Prior to commencement of the series, Marcus North’s position in the side was the hottest topic when describing the makeup of Australia’s XI for the first test at the Wanderers. The tour game against the South African Presidents XI which included a hundred, a fifty (retired) and a six-for in the second innings to secure victory locked in his position at number six in the order. A hundred in his debut test innings locked his position for the short to immediate term future, where even a fit Andrew Symonds or Shane Watson may find it difficult to usurp he Western Australian captain from his position.

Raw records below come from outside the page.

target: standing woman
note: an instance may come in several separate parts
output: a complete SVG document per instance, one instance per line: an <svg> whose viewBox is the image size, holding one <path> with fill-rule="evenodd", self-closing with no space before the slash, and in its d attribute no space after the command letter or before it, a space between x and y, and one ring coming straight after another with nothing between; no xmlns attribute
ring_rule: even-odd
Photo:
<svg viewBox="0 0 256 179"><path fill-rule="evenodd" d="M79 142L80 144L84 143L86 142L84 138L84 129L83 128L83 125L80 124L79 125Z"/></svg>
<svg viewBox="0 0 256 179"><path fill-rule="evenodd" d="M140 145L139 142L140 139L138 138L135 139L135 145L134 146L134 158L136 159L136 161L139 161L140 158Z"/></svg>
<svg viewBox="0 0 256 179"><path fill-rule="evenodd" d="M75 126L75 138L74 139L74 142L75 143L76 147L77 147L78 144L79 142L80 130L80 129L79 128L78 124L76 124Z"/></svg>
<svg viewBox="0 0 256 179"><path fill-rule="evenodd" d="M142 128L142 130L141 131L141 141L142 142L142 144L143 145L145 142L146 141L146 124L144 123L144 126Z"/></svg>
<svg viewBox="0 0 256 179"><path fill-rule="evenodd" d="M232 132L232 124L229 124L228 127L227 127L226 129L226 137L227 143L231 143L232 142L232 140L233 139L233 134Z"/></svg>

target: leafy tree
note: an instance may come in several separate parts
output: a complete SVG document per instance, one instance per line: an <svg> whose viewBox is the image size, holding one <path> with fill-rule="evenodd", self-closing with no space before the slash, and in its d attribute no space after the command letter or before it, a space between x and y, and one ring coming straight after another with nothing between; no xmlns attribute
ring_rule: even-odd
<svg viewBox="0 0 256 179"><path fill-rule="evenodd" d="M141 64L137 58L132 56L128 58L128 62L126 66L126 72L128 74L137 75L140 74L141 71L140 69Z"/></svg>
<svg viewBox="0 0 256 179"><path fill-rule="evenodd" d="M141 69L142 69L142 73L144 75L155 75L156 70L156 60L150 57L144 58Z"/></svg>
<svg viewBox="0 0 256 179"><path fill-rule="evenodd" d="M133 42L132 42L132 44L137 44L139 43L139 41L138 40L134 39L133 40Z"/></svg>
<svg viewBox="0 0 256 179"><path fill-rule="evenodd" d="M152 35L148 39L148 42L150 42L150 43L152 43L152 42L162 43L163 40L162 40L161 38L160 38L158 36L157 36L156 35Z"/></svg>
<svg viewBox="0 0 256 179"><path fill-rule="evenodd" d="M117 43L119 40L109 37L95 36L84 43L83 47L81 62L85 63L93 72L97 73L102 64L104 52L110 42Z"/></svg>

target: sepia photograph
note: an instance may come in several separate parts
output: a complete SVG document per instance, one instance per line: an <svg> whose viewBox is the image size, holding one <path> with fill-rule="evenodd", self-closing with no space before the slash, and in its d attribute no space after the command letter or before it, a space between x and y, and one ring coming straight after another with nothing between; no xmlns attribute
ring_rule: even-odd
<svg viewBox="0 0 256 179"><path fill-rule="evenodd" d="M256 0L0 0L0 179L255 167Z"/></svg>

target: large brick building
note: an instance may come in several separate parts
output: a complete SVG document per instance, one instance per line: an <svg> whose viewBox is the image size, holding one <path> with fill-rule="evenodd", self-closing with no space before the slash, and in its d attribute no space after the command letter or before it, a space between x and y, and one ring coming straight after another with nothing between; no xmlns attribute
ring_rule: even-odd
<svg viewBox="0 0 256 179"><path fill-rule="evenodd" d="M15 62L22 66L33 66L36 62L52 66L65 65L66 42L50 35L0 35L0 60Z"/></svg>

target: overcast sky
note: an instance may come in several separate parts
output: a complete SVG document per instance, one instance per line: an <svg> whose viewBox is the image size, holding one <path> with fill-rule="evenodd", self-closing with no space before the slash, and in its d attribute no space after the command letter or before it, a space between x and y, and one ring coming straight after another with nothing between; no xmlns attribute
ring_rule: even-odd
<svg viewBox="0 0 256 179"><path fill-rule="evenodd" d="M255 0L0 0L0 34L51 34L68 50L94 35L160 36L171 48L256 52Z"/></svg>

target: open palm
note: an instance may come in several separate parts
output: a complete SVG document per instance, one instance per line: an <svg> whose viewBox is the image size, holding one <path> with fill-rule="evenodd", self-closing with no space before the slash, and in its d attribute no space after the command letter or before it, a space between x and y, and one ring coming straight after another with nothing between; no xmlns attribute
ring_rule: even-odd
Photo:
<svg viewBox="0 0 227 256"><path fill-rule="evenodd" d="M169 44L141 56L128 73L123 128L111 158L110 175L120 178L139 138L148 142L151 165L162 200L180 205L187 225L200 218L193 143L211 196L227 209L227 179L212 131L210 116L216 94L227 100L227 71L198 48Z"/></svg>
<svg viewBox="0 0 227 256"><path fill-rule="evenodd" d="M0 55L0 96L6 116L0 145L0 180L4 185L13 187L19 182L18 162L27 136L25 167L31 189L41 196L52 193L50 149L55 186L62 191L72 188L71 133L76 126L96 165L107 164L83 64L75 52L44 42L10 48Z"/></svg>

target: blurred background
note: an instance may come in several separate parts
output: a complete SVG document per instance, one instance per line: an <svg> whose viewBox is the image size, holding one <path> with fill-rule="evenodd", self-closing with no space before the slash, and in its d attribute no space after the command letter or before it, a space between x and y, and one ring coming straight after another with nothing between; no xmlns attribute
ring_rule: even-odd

Ben Hilfenhaus has found it difficult to break into the Australian test squad. With Peter Siddle and Doug Bollinger breaking into the side before the tall left armer from Tasmania, it appeared that ‘Hilfy’ mightn’t break into the test line-up in South Africa. An injury to Bollinger prior to the series saw to that not occurring and Hilfenhaus has shined in his opening two tests, with his left arm swingers proving more than a handful to the Proteas top order.
From a team perspective, these three have gelled quite impressively and even Andrew McDonald, who has had an ordinary series to date with the bat, has found his own role in the team with the ball. Whether Australia selects a spinner to replace him in the future is a question for another time and day.
Ricky Ponting has shown astute leadership and has backed his players like McDonald and Siddle to perform jobs for him at critical moments. Mitchell Johnson has stepped up another level to now be touted as Australia’s new all-rounder after his 96 not out and 8 wicket haul in the first test. With extravagant strokeplay supported by solid technique to couple his bowling exploits, this claim certainly has its merits.
All in all, Australia has regained its mojo and will head to England beaming with confidence.